Re: [PATCH v2 7/8] diff: add ability to insert additional headers for paths

Johannes Altmanninger <aclopte@xxxxxxxxx> · Fri, 31 Dec 2021 04:07:46 +0100

On Thu, Dec 30, 2021 at 02:04:30PM -0800, Elijah Newren wrote:
> >                                 enqueue(file_pair_for(extra_headers[j]))
> 
> The queue is an array of sorted items, so enqueue here would be
> insertion into an already sorted list.  Inserting N items into a list
> of M items is quadratic (O(N*M)) -- unless you meant to just append to
> the end and add a third sort at the end?
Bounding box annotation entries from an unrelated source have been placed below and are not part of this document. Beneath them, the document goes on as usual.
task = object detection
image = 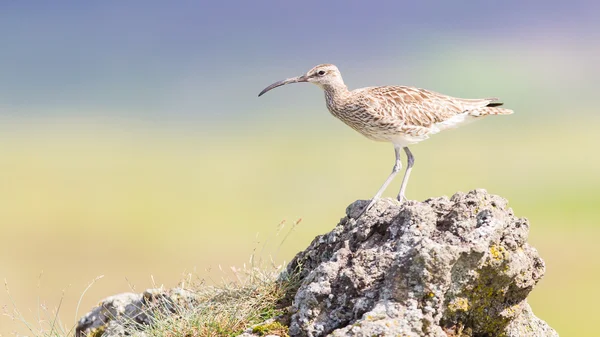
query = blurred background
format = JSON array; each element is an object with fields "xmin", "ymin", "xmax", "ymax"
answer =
[{"xmin": 0, "ymin": 0, "xmax": 600, "ymax": 336}]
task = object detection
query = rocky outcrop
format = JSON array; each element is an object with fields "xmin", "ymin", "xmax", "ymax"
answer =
[
  {"xmin": 77, "ymin": 190, "xmax": 558, "ymax": 337},
  {"xmin": 288, "ymin": 190, "xmax": 558, "ymax": 337},
  {"xmin": 75, "ymin": 288, "xmax": 197, "ymax": 337}
]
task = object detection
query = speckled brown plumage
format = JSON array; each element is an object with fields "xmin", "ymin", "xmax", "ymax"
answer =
[{"xmin": 259, "ymin": 64, "xmax": 513, "ymax": 214}]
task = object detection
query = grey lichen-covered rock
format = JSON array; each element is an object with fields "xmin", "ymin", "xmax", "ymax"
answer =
[
  {"xmin": 75, "ymin": 288, "xmax": 197, "ymax": 337},
  {"xmin": 287, "ymin": 190, "xmax": 558, "ymax": 337}
]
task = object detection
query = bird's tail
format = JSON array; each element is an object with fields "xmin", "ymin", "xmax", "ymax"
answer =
[{"xmin": 469, "ymin": 98, "xmax": 514, "ymax": 117}]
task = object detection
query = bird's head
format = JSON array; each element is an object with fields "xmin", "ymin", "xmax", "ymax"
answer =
[{"xmin": 258, "ymin": 64, "xmax": 345, "ymax": 97}]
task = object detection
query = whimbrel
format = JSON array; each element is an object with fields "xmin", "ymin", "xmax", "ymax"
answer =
[{"xmin": 258, "ymin": 64, "xmax": 513, "ymax": 211}]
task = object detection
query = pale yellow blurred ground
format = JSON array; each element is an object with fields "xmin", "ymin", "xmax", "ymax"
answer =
[{"xmin": 0, "ymin": 111, "xmax": 600, "ymax": 336}]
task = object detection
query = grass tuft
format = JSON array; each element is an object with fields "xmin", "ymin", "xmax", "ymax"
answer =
[{"xmin": 134, "ymin": 268, "xmax": 298, "ymax": 337}]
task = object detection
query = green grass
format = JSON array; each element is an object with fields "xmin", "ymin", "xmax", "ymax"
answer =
[{"xmin": 0, "ymin": 114, "xmax": 600, "ymax": 336}]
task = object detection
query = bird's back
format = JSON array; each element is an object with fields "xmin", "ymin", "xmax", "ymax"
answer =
[{"xmin": 327, "ymin": 86, "xmax": 512, "ymax": 144}]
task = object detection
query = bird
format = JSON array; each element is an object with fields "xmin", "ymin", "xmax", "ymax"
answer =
[{"xmin": 258, "ymin": 64, "xmax": 513, "ymax": 217}]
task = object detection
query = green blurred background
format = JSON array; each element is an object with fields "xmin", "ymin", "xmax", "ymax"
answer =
[{"xmin": 0, "ymin": 1, "xmax": 600, "ymax": 336}]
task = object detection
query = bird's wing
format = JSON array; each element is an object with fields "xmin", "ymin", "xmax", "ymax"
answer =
[{"xmin": 361, "ymin": 86, "xmax": 499, "ymax": 127}]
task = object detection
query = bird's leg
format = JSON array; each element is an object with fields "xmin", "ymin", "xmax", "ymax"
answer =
[
  {"xmin": 398, "ymin": 147, "xmax": 415, "ymax": 202},
  {"xmin": 359, "ymin": 147, "xmax": 402, "ymax": 217}
]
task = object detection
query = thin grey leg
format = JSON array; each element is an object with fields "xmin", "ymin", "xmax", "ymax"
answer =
[
  {"xmin": 359, "ymin": 146, "xmax": 402, "ymax": 217},
  {"xmin": 398, "ymin": 147, "xmax": 415, "ymax": 202}
]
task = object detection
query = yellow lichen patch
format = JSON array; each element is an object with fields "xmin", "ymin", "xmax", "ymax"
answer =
[
  {"xmin": 252, "ymin": 322, "xmax": 289, "ymax": 337},
  {"xmin": 489, "ymin": 245, "xmax": 508, "ymax": 263},
  {"xmin": 448, "ymin": 297, "xmax": 469, "ymax": 312},
  {"xmin": 87, "ymin": 325, "xmax": 106, "ymax": 337}
]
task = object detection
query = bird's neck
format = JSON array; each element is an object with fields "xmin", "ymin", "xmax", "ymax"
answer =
[{"xmin": 323, "ymin": 83, "xmax": 350, "ymax": 106}]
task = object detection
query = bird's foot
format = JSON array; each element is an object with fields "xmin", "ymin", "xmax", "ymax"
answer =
[{"xmin": 356, "ymin": 198, "xmax": 379, "ymax": 219}]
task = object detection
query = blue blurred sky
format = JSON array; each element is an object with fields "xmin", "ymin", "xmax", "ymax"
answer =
[{"xmin": 0, "ymin": 0, "xmax": 600, "ymax": 120}]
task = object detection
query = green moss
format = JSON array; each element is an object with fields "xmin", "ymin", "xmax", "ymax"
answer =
[
  {"xmin": 444, "ymin": 255, "xmax": 518, "ymax": 337},
  {"xmin": 252, "ymin": 321, "xmax": 289, "ymax": 337}
]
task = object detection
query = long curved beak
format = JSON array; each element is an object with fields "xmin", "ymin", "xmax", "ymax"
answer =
[{"xmin": 258, "ymin": 75, "xmax": 308, "ymax": 97}]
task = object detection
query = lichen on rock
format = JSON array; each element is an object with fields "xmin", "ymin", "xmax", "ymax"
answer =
[
  {"xmin": 288, "ymin": 190, "xmax": 557, "ymax": 337},
  {"xmin": 77, "ymin": 190, "xmax": 558, "ymax": 337}
]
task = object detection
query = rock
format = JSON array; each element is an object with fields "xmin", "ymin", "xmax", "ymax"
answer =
[
  {"xmin": 76, "ymin": 190, "xmax": 558, "ymax": 337},
  {"xmin": 75, "ymin": 288, "xmax": 197, "ymax": 337},
  {"xmin": 287, "ymin": 190, "xmax": 558, "ymax": 337}
]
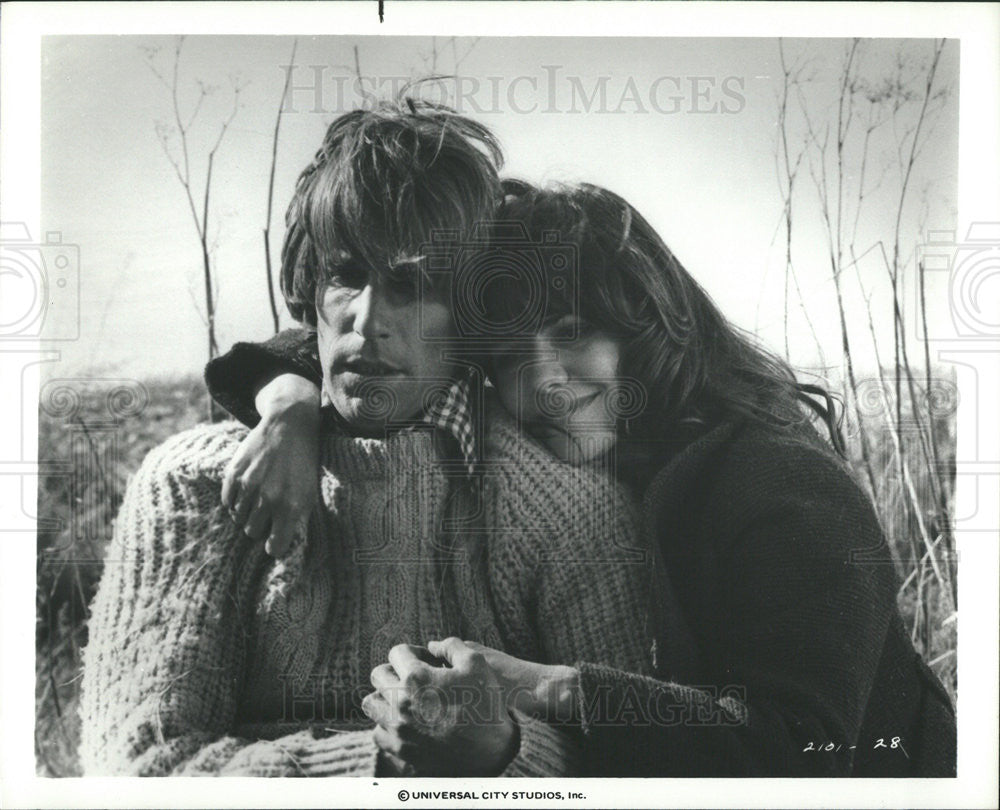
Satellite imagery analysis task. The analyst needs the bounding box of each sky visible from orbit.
[41,36,958,377]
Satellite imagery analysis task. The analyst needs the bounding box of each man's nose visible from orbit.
[351,284,389,340]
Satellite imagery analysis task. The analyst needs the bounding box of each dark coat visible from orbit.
[206,331,956,776]
[577,424,956,776]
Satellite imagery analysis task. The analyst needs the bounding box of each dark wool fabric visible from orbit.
[205,330,956,777]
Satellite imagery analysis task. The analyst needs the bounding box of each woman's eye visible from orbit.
[546,315,594,340]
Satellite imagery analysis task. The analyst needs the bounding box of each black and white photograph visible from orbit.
[0,0,1000,807]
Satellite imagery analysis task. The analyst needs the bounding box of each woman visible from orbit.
[208,180,955,776]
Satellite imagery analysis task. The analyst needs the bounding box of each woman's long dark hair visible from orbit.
[494,181,842,451]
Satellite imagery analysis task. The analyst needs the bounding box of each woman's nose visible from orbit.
[524,337,569,386]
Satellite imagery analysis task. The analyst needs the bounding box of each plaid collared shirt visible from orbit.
[424,368,479,475]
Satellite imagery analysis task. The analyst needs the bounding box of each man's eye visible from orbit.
[330,265,368,290]
[385,272,420,299]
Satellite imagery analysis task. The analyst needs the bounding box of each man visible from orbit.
[81,102,636,776]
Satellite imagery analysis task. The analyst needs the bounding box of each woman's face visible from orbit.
[493,315,621,464]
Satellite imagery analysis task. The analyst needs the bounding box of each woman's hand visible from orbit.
[362,638,520,776]
[222,374,319,557]
[464,641,580,722]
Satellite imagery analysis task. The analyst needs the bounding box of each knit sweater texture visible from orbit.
[81,411,651,776]
[205,330,956,777]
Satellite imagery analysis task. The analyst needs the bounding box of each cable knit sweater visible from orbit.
[81,412,649,776]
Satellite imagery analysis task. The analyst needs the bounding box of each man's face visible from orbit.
[316,268,454,436]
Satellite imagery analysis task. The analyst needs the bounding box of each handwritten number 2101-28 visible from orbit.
[802,737,903,753]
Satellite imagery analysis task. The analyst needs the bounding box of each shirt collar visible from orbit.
[424,368,481,475]
[321,368,483,475]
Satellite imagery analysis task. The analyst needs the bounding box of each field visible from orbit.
[35,370,957,776]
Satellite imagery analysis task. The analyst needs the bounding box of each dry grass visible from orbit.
[29,370,956,776]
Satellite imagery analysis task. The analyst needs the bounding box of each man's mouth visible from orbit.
[334,357,403,377]
[570,391,602,414]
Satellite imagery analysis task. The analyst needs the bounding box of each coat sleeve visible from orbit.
[205,329,322,427]
[577,432,896,776]
[80,426,376,776]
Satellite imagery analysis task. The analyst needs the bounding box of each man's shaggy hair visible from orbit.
[281,98,503,327]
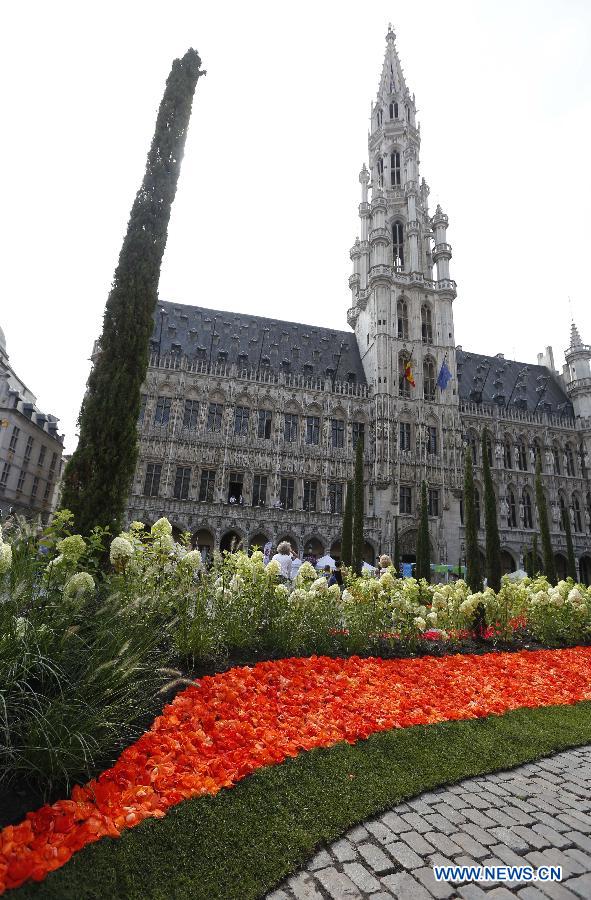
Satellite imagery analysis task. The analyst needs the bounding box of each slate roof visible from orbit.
[152,302,366,384]
[456,349,573,418]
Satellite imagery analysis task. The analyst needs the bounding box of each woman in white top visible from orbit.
[273,541,295,578]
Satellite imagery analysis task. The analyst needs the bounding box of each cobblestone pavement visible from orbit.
[266,747,591,900]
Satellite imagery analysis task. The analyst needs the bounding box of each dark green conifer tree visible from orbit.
[416,481,431,582]
[536,456,556,584]
[341,481,353,566]
[62,50,205,534]
[351,438,364,574]
[394,518,401,578]
[482,429,501,591]
[562,507,577,581]
[464,447,482,594]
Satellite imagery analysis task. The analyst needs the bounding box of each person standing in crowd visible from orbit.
[273,541,295,580]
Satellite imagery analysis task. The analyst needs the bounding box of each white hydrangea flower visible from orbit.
[109,535,134,566]
[150,516,172,537]
[64,572,94,597]
[179,550,203,570]
[0,538,12,575]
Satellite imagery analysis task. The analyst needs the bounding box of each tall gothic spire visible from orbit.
[378,25,408,99]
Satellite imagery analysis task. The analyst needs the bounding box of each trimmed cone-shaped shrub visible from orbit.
[341,481,353,566]
[536,456,556,584]
[351,439,364,574]
[464,447,482,593]
[62,50,204,534]
[482,431,501,591]
[415,481,431,582]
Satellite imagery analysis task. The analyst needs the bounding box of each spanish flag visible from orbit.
[404,358,415,387]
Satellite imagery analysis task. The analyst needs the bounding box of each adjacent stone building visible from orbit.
[129,29,591,582]
[0,328,63,522]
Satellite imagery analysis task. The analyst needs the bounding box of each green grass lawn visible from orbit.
[15,703,591,900]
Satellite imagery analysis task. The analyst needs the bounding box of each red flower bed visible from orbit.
[0,647,591,893]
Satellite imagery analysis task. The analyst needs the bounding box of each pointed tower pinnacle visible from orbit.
[378,25,409,99]
[570,322,583,348]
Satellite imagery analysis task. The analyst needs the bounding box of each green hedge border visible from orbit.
[15,702,591,900]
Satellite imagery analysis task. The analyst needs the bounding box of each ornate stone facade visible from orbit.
[129,29,591,581]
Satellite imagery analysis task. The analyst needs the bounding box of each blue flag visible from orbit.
[437,360,452,391]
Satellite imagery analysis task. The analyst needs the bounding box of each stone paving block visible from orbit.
[287,872,322,900]
[306,850,333,872]
[357,844,398,874]
[380,812,409,834]
[365,819,396,844]
[511,825,550,850]
[425,831,462,856]
[464,809,499,828]
[382,872,432,900]
[564,831,591,852]
[400,831,435,856]
[386,841,423,869]
[402,813,431,834]
[461,822,498,847]
[491,826,536,852]
[417,813,457,834]
[330,838,357,862]
[412,866,455,900]
[458,884,486,900]
[343,863,380,894]
[316,866,363,900]
[429,803,466,825]
[454,832,489,859]
[564,875,591,900]
[532,823,570,847]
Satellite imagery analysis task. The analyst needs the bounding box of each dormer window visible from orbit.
[390,150,400,187]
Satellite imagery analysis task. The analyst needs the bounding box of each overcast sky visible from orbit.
[0,0,591,450]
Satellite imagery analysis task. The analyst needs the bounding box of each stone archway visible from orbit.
[220,529,243,553]
[191,528,214,562]
[579,555,591,587]
[554,553,567,581]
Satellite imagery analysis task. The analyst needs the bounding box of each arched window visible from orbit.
[390,150,400,187]
[484,431,492,468]
[558,494,568,531]
[396,300,408,341]
[378,156,384,187]
[523,490,534,528]
[421,303,433,344]
[423,359,435,400]
[398,353,410,397]
[392,222,404,269]
[564,444,575,475]
[507,488,517,528]
[573,497,583,531]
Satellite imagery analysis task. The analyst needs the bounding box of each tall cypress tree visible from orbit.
[62,50,205,534]
[482,429,501,591]
[416,481,431,582]
[562,507,577,581]
[341,481,353,566]
[536,455,556,584]
[464,447,482,594]
[351,438,364,574]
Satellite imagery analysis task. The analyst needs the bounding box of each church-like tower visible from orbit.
[348,27,460,560]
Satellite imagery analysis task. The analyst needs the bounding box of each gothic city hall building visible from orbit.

yeah I would have probably used a third sort

> 
> >                         j++
> 
> At the end of the for loop, there may be remaining additional headers
> that sort after all those found in the queue, so you'll need an
> additional loop to handle those.

my bad, I should have tried it

> It's actually considerably more code as you can see from the diffstat,
> and feels like we're reaching into some ugly internals with tmp_queue
> (the SWAP and the special-case freeing) in order to get the desired
> performance improvements.  And it was already O(NlogN) overall (due to
> the sort), which doesn't change with this new algorithm.  It's really,
> really hard for me to imagine a case where we have large numbers of
> additional headers.  Even if someone else can imagine that we for some
> reason have a huge number of conflicts in order to generate a huge
> number of additional headers...how could the performance of sorting
> O(N) filenames and merging these lists possibly matter in comparison
> to the O(N) three-way file merges that would likely have been
> performed from those conflicts?

Yeah, I agree with that conclusion, it's surely not worth the added complexity.
Seeing the code definitely helps, thanks.

> 
> So, I'm going to throw this code away and keep the original.
> 
> It was an interesting idea and exercise; thanks for keeping me on my toes.